Neuss Jüdische Gemeinde in Sorge wegen zunehmender Hetze

Bei der Gedenkveranstaltung vor dem Rathaus übt Redner Bert Römgens auch Kritik am AfD-Landtagskandidaten.

Bert Römgens sprach am Holocaust-Gedenktag in einer Feierstunde vor dem Rathaus für die jüdische Gemeinde.

Bert Römgens sprach am Holocaust-Gedenktag in einer Feierstunde vor dem Rathaus für die jüdische Gemeinde.

Foto: M. Vanderfuhr

Neuss. Juden in Deutschland sehen Antisemitismus unter Muslimen als immer größeres Problem. Internet und soziale Medien seien zu zentralen Verbreitungskanälen judenfeindlicher Hetze geworden, heißt es in einem Expertenbericht, der am Montag, dem Holocaust-Gedenktag Jom Hashoa, veröffentlicht wurde. Doch die Menschen in den jüdischen Gemeinden haben noch mehr Grund zur Sorge. „Antisemitismus und rassistische Ausgrenzung werden wieder Alltag“, sagte Bert Römgens von der jüdischen Gemeinde am Montagabend bei einer Gedenkfeier vor dem Neusser Rathaus — und meinte auch die Alternative für Deutschland (AfD).

Es scheine normal zu werden, dass Begriffe wie „völkisch“ oder „Umvolkung“ im Alltag genutzt werden, sagte Römgens, der das mit Beispielen aus nächster Nachbarschaft belegte. „Hier in unserer Stadt nutzt ein Kandidat, der in den Landtag will, offen den Begriff Umvolkung“, sagte Römgens mit Blick auf den AfD-Kandidaten Michael Schilder.
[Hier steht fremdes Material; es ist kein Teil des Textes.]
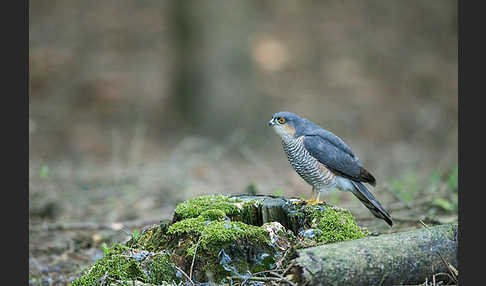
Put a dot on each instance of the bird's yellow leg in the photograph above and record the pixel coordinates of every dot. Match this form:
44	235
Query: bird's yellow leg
317	198
314	200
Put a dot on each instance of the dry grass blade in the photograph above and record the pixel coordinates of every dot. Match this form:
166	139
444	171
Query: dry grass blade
194	258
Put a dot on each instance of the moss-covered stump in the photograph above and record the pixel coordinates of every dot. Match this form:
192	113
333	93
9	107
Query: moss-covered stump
220	238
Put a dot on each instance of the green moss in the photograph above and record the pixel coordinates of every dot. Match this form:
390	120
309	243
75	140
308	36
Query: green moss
160	269
336	225
122	263
213	214
114	265
195	207
215	235
150	239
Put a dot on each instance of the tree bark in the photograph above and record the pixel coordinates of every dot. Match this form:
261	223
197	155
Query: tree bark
390	259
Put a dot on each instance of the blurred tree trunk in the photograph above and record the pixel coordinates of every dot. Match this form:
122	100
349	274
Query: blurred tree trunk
187	71
211	80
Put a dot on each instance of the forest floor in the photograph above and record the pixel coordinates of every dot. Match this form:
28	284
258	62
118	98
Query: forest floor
77	210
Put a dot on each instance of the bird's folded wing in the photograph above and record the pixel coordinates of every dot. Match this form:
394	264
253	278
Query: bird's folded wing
333	152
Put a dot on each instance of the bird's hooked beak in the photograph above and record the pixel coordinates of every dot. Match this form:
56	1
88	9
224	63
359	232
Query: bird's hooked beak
271	122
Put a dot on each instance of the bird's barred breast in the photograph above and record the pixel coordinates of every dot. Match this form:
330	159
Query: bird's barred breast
311	170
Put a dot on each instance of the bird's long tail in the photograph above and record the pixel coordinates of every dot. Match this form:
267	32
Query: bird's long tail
362	193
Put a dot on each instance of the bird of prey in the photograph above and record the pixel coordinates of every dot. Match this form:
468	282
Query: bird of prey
324	161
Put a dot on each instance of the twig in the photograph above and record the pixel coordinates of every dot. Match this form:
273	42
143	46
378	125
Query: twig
116	226
265	279
194	258
451	268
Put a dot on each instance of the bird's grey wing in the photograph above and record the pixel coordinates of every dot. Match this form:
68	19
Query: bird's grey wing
331	151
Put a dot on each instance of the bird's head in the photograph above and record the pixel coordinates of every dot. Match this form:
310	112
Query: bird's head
286	124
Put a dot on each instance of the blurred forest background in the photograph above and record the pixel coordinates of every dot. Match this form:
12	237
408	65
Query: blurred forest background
135	106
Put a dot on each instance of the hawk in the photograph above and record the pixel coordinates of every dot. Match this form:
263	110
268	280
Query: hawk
324	161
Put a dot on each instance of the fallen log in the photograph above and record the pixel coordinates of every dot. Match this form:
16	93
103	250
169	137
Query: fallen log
389	259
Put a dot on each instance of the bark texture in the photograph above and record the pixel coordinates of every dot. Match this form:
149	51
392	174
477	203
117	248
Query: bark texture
389	259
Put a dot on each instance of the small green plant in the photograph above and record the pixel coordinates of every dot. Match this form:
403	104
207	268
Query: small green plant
135	234
278	193
104	247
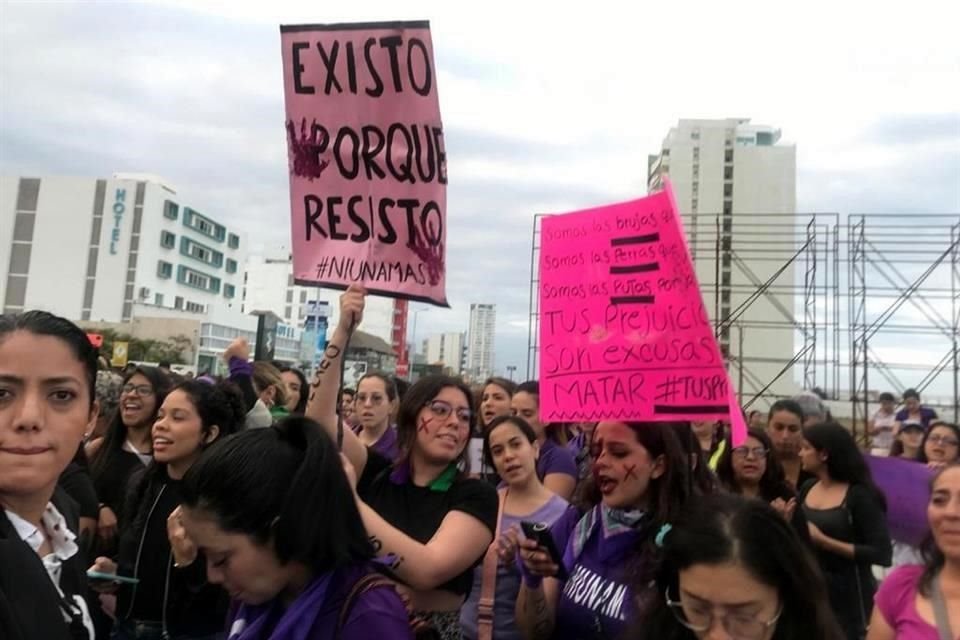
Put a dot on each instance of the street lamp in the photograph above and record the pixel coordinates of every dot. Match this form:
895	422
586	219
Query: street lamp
414	336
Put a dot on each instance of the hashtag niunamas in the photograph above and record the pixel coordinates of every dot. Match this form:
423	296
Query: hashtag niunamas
371	271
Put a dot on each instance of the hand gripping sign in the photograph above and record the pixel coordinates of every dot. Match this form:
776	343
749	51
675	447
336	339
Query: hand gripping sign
624	333
368	170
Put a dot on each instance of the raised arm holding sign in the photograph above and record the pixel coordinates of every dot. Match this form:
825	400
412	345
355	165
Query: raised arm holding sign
368	167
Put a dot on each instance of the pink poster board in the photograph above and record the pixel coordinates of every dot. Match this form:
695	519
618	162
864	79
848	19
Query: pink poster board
624	333
368	170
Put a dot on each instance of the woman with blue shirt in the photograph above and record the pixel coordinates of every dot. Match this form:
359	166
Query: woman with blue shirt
509	445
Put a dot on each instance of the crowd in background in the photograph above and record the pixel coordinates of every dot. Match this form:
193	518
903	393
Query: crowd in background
142	505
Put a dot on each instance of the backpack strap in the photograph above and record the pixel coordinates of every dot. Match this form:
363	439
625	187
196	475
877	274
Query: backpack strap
489	580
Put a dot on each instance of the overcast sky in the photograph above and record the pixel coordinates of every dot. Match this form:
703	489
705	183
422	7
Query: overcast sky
546	108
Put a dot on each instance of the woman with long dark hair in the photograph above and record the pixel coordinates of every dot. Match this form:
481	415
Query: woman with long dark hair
297	389
423	508
510	446
126	447
733	568
170	600
641	479
940	446
258	506
753	470
373	408
921	602
556	466
47	402
847	522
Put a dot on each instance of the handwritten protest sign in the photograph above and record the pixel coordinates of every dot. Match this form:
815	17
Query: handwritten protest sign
624	333
906	485
368	169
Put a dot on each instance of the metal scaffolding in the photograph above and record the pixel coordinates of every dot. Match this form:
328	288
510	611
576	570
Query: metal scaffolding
774	277
907	267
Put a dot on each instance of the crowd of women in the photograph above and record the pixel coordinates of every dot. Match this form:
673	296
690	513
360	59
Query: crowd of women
266	506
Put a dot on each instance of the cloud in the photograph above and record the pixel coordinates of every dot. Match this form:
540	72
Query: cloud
546	108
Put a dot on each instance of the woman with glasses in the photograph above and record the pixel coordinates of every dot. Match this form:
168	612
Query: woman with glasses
423	511
922	601
373	407
733	568
752	470
126	447
847	522
941	445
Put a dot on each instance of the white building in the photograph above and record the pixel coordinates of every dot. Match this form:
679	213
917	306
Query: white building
480	355
735	184
269	286
448	349
90	249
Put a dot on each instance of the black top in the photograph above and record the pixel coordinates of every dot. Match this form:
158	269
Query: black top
860	520
419	511
30	606
76	481
192	605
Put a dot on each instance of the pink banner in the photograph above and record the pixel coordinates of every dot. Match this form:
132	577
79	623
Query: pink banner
624	333
906	485
368	170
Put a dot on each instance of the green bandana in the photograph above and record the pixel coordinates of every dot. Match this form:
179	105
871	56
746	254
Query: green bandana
444	481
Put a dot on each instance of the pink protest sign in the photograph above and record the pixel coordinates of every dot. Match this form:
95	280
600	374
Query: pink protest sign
624	333
368	169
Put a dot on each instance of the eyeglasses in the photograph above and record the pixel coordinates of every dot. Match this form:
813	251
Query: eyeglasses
746	452
142	390
947	441
739	626
375	399
443	410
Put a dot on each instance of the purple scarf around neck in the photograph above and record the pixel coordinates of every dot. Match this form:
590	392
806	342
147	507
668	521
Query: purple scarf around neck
254	622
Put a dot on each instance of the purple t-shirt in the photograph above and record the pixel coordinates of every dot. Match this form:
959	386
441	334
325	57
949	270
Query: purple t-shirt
597	599
508	580
377	613
896	600
555	459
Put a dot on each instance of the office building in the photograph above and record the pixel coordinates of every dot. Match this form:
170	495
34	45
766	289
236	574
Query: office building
735	184
91	248
269	286
480	349
447	349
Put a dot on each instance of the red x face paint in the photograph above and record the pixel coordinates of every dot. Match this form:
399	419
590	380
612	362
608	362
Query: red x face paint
622	466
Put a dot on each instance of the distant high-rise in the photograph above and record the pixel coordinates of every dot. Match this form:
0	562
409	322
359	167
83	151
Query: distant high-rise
735	184
480	350
447	349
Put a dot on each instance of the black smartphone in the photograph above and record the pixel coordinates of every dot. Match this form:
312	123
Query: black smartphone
540	533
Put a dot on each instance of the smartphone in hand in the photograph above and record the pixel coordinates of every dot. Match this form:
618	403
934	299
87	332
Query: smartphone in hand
540	533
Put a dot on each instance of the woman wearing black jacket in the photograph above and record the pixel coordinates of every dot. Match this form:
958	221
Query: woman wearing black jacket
170	601
47	372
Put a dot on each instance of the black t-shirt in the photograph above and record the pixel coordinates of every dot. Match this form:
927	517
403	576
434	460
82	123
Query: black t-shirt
419	511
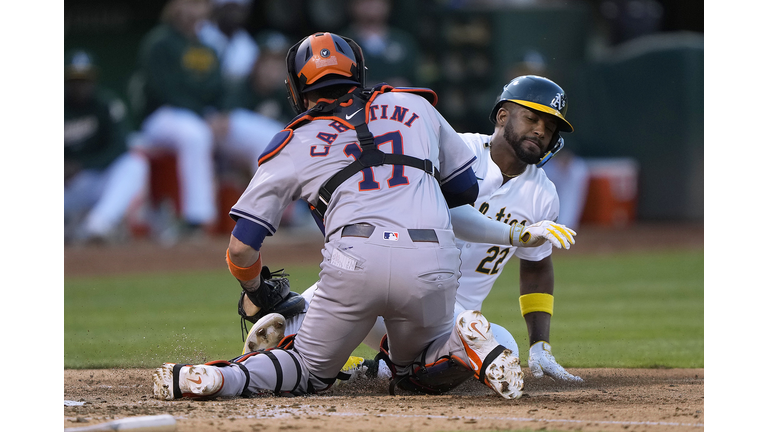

Das sei eindeutig Naziterminologie, stellte Römgens fest, deren Verwendung dazu führe, „dass die braune Vergangenheit Deutschlands bagatellisiert wird und die Opfer dieses Unrechtssystems, sechs Millionen Menschen, die bestialisch ermordet wurden, verhöhnt werden.“

Genau das macht auch Bürgermeister Reiner Breuer Sorge. „Immer noch werden Menschen wegen ihres Glaubens angefeindet und ausgegrenzt, immer noch gibt es Unverbesserliche, die die Gräueltaten der Nationalsozialisten beschönigen wollen“, sagte er. Andererseits freue er sich darüber, dass es in Neuss wieder jüdisches Leben gebe, das mit dem Alexander-Bederov-Zentrum an der Leostraße einen Kristallisationskern besitzt.

Dass es nach dem Schrecken des Holocausts wieder eine jüdische Gemeinde in Neuss gibt, ist nach Römgens’ Überzeugung auch dem ehemaligen Beigeordneten Ernst-Horst-Goldammer zu verdanken, der am Osterwochenende gestorben war und gestern in seiner Heimatstadt Hilden beigesetzt wurde. Goldammer hatte sich gewünscht, an der Shoa-Gedenkfeier teilzunehmen, bei der die Namen der 204 Neusser jüdischen Glaubens verlesen wurden, die während der Zeit des Nationalsozialismus verschleppt und ermordet worden waren. Stellvertretend für ihn reihte sich sein Freund Dieter Weißenborn in die Reihe derer ein, die die Opfer von einst beim Namen nannten.

Der Ort dieser inzwischen dritten Namenslesung war nicht zufällig gewählt. „Hier vor dem Neusser Rathaus“, erinnerte Bürgermeister Reiner Breuer, „stiegen am 26. Oktober 1941 Menschen jüdischen Glaubens in eine Straßenbahn ein. Sie sollten ihre Heimat nie wiedersehen.“ Denn ein Sonderwagen brachte die enteigneten und entrechteten Menschen zum Güterbahnhof nach Düsseldorf, von wo aus sie in Güterwaggons ins polnische Lodz deportiert wurden.

„Ihre Namen sind auf dem Mahnmal an der Promenadenstraße eingraviert“, sagte Breuer. Und jeder einzelne erinnere daran, dass so etwas nicht noch einmal geschehen darf.